I don't precisely can imagine that situation due for being able to use the filter-service you must be a connected peer already. You cannot just subscribe from random peers without having been connected... if I may misunderstand something please clarify.

Maybe this would get addressed when we implement service rate-limits on nodes as discussed waku-org/go-waku#667. We can probably ignore point-2 for now and track it as part of the issue referenced. Otherwise I'm not pretty sure how to rate limit such scenario as that you describe as an attack always uses new peerID. If we would limit per IP, we may run into trouble handling light nodes behind NAT or VPN. Of course in normal operation we do not expect high number of subscription requests per minute, so maybe we can easily detect such a misuse and ban or punish such IPs for a while.

In a more traditional service mesh style you would put a load balancer in front. I'm not pretty sure if we should not think of such a network gateways to protect such service nodes that are operating on top of the gossipsub.

NagyZoltanPeter commented 6 months ago

Weekly Update

chaitanyaprem commented 6 months ago

I don't precisely can imagine that situation due for being able to use the filter-service you must be a connected peer already. You cannot just subscribe from random peers without having been connected... if I may misunderstand something please clarify.

When i was testing locally to reproduce another issue noticed in status app, i had observed this behaviour.

I was running an nwaku node locally with relay+filter enabled. Then i used a simple go-waku client to do the following in a loop:

  1. Use a new peerID and connect to nwaku node
  2. Subscribe to filter and not unsubscribe and disconnect

This scenario left my nwaku node with 100 filter subscriptions.

But now i take a relook at the scenario, it looks like my go-waku client was disconnecting connection for each peer after subscribing. So, probably it was not hitting this issue, rather just connections being left idle.
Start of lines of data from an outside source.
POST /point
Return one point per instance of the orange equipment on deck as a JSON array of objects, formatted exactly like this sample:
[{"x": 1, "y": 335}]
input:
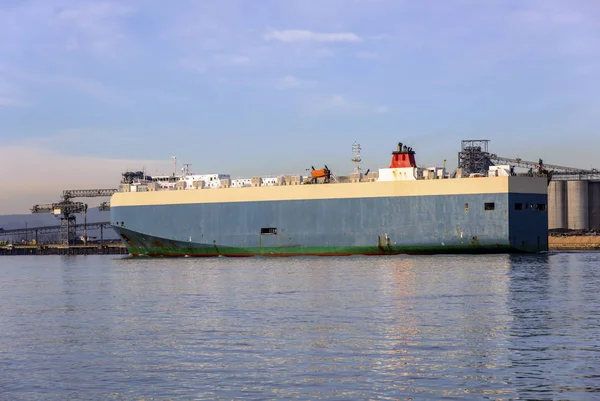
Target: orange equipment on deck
[{"x": 322, "y": 173}]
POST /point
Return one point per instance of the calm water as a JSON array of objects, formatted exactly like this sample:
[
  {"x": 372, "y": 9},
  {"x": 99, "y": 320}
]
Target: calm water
[{"x": 452, "y": 327}]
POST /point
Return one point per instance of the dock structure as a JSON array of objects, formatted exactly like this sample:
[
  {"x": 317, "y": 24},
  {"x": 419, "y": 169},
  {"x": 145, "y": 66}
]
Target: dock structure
[{"x": 47, "y": 249}]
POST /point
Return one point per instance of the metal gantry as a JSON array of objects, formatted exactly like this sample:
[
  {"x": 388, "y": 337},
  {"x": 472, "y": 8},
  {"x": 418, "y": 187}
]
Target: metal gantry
[
  {"x": 474, "y": 157},
  {"x": 66, "y": 210},
  {"x": 71, "y": 230}
]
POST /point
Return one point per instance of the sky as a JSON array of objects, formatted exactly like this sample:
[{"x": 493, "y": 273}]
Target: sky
[{"x": 89, "y": 89}]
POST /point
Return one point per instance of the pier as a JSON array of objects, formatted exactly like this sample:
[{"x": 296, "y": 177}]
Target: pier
[{"x": 105, "y": 249}]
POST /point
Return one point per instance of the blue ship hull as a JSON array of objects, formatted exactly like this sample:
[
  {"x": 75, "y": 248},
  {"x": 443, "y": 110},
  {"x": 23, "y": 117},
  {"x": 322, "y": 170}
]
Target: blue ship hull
[{"x": 345, "y": 226}]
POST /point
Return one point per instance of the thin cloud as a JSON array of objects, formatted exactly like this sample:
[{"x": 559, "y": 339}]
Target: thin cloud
[
  {"x": 290, "y": 81},
  {"x": 298, "y": 35},
  {"x": 367, "y": 55},
  {"x": 77, "y": 172}
]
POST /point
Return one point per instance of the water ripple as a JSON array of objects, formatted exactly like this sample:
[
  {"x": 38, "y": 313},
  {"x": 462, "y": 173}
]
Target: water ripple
[{"x": 381, "y": 328}]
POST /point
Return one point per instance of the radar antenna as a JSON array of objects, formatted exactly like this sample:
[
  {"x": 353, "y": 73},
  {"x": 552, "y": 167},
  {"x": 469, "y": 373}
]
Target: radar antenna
[{"x": 356, "y": 156}]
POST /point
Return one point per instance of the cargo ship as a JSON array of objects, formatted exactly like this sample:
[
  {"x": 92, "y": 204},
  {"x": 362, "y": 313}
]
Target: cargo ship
[{"x": 400, "y": 209}]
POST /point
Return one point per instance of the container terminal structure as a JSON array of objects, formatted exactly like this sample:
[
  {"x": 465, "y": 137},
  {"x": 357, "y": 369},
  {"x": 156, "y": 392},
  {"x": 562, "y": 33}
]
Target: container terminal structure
[
  {"x": 573, "y": 193},
  {"x": 399, "y": 209}
]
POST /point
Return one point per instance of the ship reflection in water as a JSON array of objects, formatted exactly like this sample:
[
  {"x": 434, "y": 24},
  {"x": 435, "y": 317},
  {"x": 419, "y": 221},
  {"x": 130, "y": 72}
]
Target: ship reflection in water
[{"x": 426, "y": 327}]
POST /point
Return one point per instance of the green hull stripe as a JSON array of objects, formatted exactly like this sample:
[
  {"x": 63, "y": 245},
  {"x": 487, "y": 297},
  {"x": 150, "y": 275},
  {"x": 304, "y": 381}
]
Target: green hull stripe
[{"x": 321, "y": 251}]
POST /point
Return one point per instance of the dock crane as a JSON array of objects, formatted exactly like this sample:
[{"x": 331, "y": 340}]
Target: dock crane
[{"x": 66, "y": 209}]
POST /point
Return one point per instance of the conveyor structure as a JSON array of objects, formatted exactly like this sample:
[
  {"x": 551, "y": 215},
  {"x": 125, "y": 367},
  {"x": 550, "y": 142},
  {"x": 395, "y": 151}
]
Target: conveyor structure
[{"x": 66, "y": 209}]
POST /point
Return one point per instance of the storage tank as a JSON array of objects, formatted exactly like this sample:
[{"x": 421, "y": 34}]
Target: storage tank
[
  {"x": 594, "y": 205},
  {"x": 577, "y": 205},
  {"x": 557, "y": 205}
]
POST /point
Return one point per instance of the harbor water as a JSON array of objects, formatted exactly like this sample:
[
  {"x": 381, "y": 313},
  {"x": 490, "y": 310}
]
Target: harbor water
[{"x": 397, "y": 327}]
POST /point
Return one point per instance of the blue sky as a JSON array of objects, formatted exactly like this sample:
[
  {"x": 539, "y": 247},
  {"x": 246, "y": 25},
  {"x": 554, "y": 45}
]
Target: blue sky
[{"x": 88, "y": 88}]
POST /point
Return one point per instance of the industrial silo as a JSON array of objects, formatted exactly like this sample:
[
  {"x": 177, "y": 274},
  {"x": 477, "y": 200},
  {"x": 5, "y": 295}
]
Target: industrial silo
[
  {"x": 557, "y": 205},
  {"x": 577, "y": 205},
  {"x": 594, "y": 205}
]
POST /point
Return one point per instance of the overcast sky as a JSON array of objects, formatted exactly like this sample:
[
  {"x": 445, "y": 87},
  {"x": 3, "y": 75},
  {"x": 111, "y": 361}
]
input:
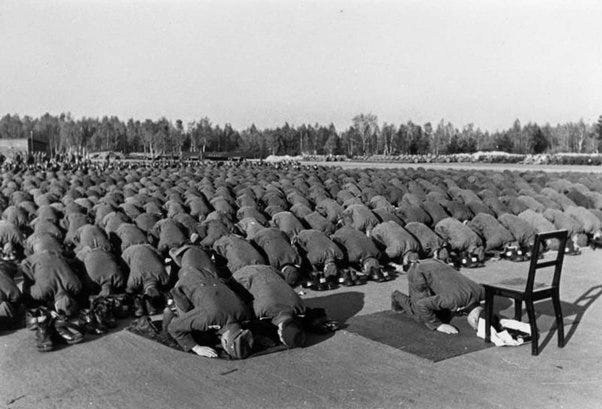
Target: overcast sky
[{"x": 267, "y": 62}]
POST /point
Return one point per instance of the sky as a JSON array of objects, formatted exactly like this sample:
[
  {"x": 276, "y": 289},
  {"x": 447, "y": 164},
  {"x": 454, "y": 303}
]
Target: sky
[{"x": 271, "y": 62}]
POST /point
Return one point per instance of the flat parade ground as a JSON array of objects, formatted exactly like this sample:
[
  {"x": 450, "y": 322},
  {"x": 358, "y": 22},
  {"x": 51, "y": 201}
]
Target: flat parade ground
[{"x": 122, "y": 370}]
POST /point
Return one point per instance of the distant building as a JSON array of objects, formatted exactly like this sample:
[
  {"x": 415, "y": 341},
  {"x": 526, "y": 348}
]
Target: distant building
[{"x": 10, "y": 147}]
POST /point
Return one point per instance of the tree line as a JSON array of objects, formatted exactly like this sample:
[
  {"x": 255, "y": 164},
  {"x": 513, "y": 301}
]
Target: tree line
[{"x": 365, "y": 136}]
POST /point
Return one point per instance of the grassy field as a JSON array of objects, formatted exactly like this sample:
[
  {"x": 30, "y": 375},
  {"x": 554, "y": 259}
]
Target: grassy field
[{"x": 480, "y": 166}]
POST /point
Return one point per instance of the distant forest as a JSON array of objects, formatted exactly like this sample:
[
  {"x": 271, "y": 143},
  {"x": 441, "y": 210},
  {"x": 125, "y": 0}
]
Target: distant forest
[{"x": 365, "y": 136}]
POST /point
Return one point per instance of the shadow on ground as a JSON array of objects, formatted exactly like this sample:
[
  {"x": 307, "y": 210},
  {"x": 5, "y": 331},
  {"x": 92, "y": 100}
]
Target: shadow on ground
[{"x": 339, "y": 307}]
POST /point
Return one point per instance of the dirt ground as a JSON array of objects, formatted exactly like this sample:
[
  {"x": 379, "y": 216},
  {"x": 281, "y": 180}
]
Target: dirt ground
[{"x": 122, "y": 370}]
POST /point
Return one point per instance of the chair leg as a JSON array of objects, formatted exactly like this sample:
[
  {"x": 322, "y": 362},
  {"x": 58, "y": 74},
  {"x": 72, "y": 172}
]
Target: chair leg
[
  {"x": 559, "y": 319},
  {"x": 518, "y": 311},
  {"x": 533, "y": 325},
  {"x": 488, "y": 314}
]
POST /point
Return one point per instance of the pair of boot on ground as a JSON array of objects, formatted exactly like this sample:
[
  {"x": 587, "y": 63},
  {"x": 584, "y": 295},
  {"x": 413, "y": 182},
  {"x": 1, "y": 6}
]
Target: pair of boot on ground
[{"x": 53, "y": 328}]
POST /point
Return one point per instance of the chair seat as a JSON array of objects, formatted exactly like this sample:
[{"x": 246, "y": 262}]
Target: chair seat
[
  {"x": 529, "y": 291},
  {"x": 516, "y": 284}
]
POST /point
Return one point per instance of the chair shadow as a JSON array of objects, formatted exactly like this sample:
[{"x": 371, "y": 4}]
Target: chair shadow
[
  {"x": 339, "y": 307},
  {"x": 576, "y": 309}
]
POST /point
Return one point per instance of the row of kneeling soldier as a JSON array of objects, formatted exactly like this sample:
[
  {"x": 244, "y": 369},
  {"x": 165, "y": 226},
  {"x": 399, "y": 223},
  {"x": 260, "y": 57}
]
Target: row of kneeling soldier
[{"x": 84, "y": 244}]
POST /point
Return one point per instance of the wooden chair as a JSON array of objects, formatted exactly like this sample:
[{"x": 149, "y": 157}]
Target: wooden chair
[{"x": 520, "y": 292}]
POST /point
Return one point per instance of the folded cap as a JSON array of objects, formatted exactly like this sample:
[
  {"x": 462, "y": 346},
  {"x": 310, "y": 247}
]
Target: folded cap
[
  {"x": 237, "y": 342},
  {"x": 370, "y": 263},
  {"x": 177, "y": 253},
  {"x": 290, "y": 274},
  {"x": 291, "y": 334},
  {"x": 473, "y": 317},
  {"x": 330, "y": 269},
  {"x": 410, "y": 257},
  {"x": 65, "y": 304}
]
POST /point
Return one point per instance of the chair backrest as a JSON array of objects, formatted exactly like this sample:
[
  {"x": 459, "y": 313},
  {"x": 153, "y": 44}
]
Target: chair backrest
[{"x": 540, "y": 239}]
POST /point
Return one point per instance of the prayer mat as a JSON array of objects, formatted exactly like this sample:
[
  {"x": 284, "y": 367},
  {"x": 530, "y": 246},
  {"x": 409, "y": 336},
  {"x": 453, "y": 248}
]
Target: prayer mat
[{"x": 400, "y": 331}]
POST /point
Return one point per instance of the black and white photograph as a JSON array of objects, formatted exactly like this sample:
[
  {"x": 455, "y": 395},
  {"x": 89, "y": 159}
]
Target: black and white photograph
[{"x": 300, "y": 204}]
This has to be rerun by not disconnecting the peer and confirm what is the behvaiour.

NagyZoltanPeter commented 6 months ago

I don't precisely can imagine that situation due for being able to use the filter-service you must be a connected peer already. You cannot just subscribe from random peers without having been connected... if I may misunderstand something please clarify.

When i was testing locally to reproduce another issue noticed in status app, i had observed this behaviour.
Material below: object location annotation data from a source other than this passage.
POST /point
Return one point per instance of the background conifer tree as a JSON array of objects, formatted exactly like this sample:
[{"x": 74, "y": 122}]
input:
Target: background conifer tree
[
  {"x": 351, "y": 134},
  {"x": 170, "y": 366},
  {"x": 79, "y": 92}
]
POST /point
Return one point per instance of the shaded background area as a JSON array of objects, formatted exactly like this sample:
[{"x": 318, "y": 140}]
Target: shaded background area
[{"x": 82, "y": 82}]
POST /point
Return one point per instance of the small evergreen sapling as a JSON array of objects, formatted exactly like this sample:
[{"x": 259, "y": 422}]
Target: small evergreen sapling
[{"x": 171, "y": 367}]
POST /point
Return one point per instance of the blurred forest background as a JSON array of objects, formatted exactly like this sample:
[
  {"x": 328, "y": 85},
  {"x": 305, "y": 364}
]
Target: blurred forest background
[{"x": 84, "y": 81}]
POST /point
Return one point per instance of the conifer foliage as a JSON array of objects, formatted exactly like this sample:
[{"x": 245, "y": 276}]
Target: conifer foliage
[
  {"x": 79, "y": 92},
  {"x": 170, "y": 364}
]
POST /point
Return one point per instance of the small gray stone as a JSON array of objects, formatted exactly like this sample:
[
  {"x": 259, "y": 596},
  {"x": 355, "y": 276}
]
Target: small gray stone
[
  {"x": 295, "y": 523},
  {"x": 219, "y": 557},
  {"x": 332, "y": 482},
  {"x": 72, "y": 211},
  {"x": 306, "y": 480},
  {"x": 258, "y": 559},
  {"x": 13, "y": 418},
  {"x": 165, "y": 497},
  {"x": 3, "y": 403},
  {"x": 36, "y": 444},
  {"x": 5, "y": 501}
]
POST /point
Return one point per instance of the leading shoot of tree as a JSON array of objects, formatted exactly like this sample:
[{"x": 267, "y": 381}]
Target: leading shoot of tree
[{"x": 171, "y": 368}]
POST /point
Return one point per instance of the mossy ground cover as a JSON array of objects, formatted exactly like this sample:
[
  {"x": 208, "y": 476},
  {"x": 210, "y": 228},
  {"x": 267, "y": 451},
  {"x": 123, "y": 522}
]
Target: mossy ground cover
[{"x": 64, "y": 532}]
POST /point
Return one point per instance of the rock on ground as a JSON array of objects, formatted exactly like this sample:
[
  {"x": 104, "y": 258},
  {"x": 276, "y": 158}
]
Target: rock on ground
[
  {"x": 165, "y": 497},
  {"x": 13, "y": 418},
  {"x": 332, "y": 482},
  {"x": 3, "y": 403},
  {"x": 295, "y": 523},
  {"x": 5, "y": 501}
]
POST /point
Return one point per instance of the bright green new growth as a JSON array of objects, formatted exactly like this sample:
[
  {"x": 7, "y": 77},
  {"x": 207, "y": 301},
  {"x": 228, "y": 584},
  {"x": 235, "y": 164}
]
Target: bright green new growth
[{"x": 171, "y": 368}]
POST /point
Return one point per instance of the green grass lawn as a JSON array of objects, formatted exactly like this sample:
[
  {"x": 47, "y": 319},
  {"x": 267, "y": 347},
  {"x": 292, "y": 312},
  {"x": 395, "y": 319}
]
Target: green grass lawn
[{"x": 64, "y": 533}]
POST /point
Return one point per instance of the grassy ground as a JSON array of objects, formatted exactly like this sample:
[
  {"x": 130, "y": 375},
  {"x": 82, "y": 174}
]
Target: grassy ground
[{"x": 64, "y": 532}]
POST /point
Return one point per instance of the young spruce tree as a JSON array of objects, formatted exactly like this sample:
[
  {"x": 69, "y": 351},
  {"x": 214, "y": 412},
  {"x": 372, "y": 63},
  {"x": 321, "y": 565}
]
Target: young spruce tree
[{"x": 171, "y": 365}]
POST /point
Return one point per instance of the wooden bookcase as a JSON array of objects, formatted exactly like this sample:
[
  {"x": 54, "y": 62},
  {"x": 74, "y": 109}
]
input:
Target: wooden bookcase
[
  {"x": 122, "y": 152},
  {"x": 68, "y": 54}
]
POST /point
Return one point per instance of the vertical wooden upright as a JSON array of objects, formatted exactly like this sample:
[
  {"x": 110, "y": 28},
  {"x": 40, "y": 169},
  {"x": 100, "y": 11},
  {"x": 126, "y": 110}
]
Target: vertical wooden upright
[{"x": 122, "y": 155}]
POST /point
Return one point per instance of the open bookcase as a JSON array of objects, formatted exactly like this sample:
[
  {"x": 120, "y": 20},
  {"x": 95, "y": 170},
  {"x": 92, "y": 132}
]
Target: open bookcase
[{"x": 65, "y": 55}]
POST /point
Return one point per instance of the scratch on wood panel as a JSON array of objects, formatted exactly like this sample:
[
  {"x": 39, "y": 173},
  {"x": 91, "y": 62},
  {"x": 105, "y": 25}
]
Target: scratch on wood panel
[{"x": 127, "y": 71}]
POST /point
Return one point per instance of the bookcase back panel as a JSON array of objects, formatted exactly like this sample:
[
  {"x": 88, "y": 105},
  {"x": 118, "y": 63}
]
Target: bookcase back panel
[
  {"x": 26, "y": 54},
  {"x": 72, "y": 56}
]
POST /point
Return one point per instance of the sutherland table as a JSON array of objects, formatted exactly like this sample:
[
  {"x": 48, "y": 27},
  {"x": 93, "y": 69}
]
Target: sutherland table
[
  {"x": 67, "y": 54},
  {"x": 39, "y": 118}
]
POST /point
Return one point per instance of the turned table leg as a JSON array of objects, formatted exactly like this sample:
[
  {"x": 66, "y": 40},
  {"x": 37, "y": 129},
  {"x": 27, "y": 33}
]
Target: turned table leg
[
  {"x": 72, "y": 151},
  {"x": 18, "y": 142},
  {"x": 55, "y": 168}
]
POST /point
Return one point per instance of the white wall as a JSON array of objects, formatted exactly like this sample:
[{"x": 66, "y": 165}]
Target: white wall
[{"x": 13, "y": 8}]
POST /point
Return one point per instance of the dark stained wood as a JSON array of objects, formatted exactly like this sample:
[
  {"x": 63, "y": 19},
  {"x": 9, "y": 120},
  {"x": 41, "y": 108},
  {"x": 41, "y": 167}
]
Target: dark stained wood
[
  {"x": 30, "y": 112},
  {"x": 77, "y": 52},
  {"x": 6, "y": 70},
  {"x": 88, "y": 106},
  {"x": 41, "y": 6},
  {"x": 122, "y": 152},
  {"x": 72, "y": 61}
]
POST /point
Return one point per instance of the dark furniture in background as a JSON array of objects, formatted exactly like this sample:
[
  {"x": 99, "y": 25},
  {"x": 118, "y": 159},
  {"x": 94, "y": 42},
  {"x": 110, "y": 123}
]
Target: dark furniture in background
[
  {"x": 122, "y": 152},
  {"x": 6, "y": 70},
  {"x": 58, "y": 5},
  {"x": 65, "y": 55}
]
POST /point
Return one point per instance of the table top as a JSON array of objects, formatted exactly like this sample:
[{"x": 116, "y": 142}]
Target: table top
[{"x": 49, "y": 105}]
I was running an nwaku node locally with relay+filter enabled. Then i used a simple go-waku client to do the following in a loop:

  1. Use a new peerID and connect to nwaku node
  2. Subscribe to filter and not unsubscribe and disconnect

This scenario left my nwaku node with 100 filter subscriptions.
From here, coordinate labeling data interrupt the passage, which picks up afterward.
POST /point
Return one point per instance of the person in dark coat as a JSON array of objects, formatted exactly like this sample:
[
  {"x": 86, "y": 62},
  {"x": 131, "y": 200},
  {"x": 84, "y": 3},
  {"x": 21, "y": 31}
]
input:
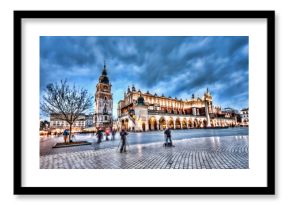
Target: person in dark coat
[
  {"x": 123, "y": 135},
  {"x": 99, "y": 136},
  {"x": 168, "y": 140}
]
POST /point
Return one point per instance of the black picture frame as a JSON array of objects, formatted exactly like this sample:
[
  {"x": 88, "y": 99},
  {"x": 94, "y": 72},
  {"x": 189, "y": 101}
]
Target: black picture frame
[{"x": 268, "y": 190}]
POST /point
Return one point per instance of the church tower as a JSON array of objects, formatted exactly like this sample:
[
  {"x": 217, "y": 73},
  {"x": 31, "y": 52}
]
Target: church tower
[{"x": 103, "y": 102}]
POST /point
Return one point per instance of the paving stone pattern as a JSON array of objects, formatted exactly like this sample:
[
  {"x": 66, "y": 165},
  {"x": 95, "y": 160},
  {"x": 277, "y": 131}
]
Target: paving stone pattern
[{"x": 197, "y": 153}]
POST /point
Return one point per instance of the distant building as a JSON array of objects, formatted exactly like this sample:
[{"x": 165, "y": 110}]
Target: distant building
[
  {"x": 58, "y": 123},
  {"x": 103, "y": 102},
  {"x": 145, "y": 111},
  {"x": 89, "y": 120},
  {"x": 244, "y": 117}
]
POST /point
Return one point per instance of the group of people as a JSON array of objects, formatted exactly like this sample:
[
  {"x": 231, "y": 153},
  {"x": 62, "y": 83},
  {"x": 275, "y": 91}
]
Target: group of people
[
  {"x": 123, "y": 137},
  {"x": 100, "y": 135}
]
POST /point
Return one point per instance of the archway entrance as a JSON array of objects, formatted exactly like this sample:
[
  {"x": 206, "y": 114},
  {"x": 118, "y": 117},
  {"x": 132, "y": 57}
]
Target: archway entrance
[{"x": 152, "y": 123}]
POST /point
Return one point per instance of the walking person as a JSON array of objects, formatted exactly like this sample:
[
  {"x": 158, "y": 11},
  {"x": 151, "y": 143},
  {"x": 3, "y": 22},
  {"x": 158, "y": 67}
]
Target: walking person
[
  {"x": 168, "y": 140},
  {"x": 65, "y": 135},
  {"x": 123, "y": 135},
  {"x": 99, "y": 136},
  {"x": 113, "y": 134}
]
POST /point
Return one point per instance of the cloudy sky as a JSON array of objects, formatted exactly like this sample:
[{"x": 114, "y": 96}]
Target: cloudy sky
[{"x": 173, "y": 66}]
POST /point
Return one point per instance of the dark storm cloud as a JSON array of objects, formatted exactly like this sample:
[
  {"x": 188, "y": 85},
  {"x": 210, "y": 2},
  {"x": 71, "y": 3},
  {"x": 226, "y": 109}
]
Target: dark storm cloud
[{"x": 175, "y": 66}]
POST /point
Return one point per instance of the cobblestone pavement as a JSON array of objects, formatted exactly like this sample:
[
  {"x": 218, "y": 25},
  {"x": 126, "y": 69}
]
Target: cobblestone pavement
[{"x": 197, "y": 153}]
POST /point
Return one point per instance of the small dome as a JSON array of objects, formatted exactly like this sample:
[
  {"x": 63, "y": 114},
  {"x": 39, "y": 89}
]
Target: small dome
[
  {"x": 104, "y": 79},
  {"x": 140, "y": 101}
]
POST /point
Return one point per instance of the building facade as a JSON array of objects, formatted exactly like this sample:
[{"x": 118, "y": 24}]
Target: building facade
[
  {"x": 58, "y": 124},
  {"x": 145, "y": 111},
  {"x": 103, "y": 102}
]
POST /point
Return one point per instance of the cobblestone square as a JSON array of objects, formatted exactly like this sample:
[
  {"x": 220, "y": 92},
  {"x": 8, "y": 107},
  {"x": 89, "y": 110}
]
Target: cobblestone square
[{"x": 227, "y": 152}]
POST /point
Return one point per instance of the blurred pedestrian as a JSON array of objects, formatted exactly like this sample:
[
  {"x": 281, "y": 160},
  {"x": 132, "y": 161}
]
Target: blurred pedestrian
[
  {"x": 168, "y": 140},
  {"x": 123, "y": 135},
  {"x": 65, "y": 135},
  {"x": 113, "y": 134}
]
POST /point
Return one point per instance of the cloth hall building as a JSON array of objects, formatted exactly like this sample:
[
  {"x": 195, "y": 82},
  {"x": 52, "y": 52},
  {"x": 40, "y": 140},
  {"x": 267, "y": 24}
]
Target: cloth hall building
[{"x": 145, "y": 111}]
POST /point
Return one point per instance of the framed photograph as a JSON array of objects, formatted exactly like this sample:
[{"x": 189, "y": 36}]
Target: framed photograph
[{"x": 144, "y": 102}]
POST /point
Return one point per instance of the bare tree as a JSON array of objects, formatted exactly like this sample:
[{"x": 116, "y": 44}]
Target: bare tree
[{"x": 68, "y": 102}]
But now i take a relook at the scenario, it looks like my go-waku client was disconnecting connection for each peer after subscribing. So, probably it was not hitting this issue, rather just connections being left idle.

This has to be rerun by not disconnecting the peer and confirm what is the behavior.

Ok, I see the concept. I do think using TTL on subscriptions will help to extend the management of left over subs. Current PeerManager is configured default to let 5 peers from behind one IP. If one disconnects, its subscriptions are wiped out. Still it is the client peer responsibility to maintain its subs. With TTL it will be explicitly required to use filter v2 ping to restart TTL thus keep subs working.

NagyZoltanPeter commented 6 months ago

Weekly Update

chaitanyaprem commented 4 weeks ago

@NagyZoltanPeter Is there anything left from this issue. AFAIU, the TTL subscription management and increase in contentTopics per subscribe request took care of everything.

Also, we have done some changes in go-waku to make sure same peer is not used again for same subscription.